Due Saturday, October 25th at 11:59 PM

Table of Contents

Introduction

For this assignment, you'll create a BST based implementation of the StringSet interface, which provides an abstraction for sets that contain Strings. To keep things simple, your set will only allow put and contains operations. You'll then compare the performance of your implementation to a reference implementation based on linked lists as well as the built-in Java BST set.

To implement the interface, you'll be working completely from scratch, with no Makefiles or skeleton code.

BSTStringSet

Create a class BSTStringSet that implements the StringSet interface using a BST as its core data structure. As references, you might find the following resources useful:

Clarification: Your implementation should support the ability to create an initially empty StringSet with a no-argument BSTStringSet constructor, e.g. StringSet s = new BSTStringSet(). While not required by the interface, you'll need this for the speed tester (in part 2) to work (really I should have had you extend an AbstractStringSet, but c'est la vie). Look closely at LinkedListStringSet to see how this class achieves the ability to be instantiated as an initially empty set.

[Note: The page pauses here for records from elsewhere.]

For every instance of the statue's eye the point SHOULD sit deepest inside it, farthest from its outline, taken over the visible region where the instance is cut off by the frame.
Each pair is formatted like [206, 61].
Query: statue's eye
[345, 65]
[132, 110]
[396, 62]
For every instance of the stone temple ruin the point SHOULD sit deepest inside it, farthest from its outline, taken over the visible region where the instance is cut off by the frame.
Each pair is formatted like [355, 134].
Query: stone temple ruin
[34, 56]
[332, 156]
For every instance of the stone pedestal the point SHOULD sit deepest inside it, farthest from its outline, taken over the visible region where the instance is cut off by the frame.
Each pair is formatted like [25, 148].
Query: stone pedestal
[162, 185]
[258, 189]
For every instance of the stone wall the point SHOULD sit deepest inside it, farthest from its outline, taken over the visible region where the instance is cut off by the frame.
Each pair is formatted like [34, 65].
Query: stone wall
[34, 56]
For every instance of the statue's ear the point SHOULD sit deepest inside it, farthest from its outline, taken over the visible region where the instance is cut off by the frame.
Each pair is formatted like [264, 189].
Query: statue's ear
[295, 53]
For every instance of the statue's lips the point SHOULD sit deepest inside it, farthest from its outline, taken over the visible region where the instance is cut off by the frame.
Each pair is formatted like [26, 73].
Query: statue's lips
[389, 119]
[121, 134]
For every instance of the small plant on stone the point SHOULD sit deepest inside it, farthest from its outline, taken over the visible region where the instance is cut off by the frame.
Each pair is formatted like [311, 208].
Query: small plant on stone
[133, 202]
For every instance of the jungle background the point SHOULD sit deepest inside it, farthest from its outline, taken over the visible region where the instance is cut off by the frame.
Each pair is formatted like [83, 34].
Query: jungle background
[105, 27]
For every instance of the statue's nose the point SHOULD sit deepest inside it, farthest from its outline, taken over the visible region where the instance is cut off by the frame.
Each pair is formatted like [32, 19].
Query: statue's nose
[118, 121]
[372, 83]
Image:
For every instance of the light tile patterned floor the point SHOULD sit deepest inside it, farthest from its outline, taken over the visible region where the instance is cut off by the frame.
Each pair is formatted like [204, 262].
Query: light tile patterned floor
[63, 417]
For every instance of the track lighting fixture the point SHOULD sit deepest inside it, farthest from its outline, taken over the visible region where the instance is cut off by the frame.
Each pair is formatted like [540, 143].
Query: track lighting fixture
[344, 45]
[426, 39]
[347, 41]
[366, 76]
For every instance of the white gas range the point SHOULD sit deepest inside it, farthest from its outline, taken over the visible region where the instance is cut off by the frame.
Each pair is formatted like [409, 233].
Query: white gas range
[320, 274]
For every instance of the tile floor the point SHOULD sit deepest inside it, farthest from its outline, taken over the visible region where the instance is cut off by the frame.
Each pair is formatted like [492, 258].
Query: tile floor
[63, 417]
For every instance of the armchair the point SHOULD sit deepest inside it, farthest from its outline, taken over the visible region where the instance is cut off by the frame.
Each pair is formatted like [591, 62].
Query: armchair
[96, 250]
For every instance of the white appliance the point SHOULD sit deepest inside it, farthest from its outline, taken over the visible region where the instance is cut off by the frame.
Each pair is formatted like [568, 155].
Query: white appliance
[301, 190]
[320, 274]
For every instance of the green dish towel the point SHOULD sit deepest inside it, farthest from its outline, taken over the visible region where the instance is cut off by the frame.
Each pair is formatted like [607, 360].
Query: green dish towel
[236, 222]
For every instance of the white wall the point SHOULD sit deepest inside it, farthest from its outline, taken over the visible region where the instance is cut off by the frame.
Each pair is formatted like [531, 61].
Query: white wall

While not required, it is recommended that you create a Makefile. If you're not sure where to start, the Makefile tutorial from lab 5 might be helpful, as well as the solutions to lab5.

Make sure to write tests to ensure that your class works correctly.

Optionally: Add a method printInOrder() that prints out your BSTStringSet in order.

Speed Testing

The InsertRandomSpeedTest class performs speed testing on LinkedListStringSet, your BSTStringSet, and Java's built-in TreeSet class. It works by asking the user for an input size N, then generates N strings of length 10 and inserts them into the set.

Try it out and see how your data structure scales with N compared to the naive and industrial strength implementations. Record your results in speedTest.txt. There is no standard format required for your results, and there is no required number of data points.

Create a new test InsertInOrderSpeedTest. Instead of inserting random strings, it should insert strings in increasing lexicographic order. For example, it might insert "cow", "cox", "coy", "coz", "cpa", "cpb", .... You'll want to use the NextString method provided in StringUtils. I'd recommend starting by just copying and pasting the code from InsertRandomSpeedTest and then making changes where necessary.

Now try running InsertInOrderSpeedTest. Again record your results in speedTests.txt. If you observed anthing interesting (hopefully you did), then you should explain this interesting thing.

Part 3: Generic Set (optional)

Create an implementation BSTGenericSet that implements the GenericSet interface.

Part 4: Dictionary (optional)

Create an implementation BSTDictionary that implements the SimpleDictionary interface.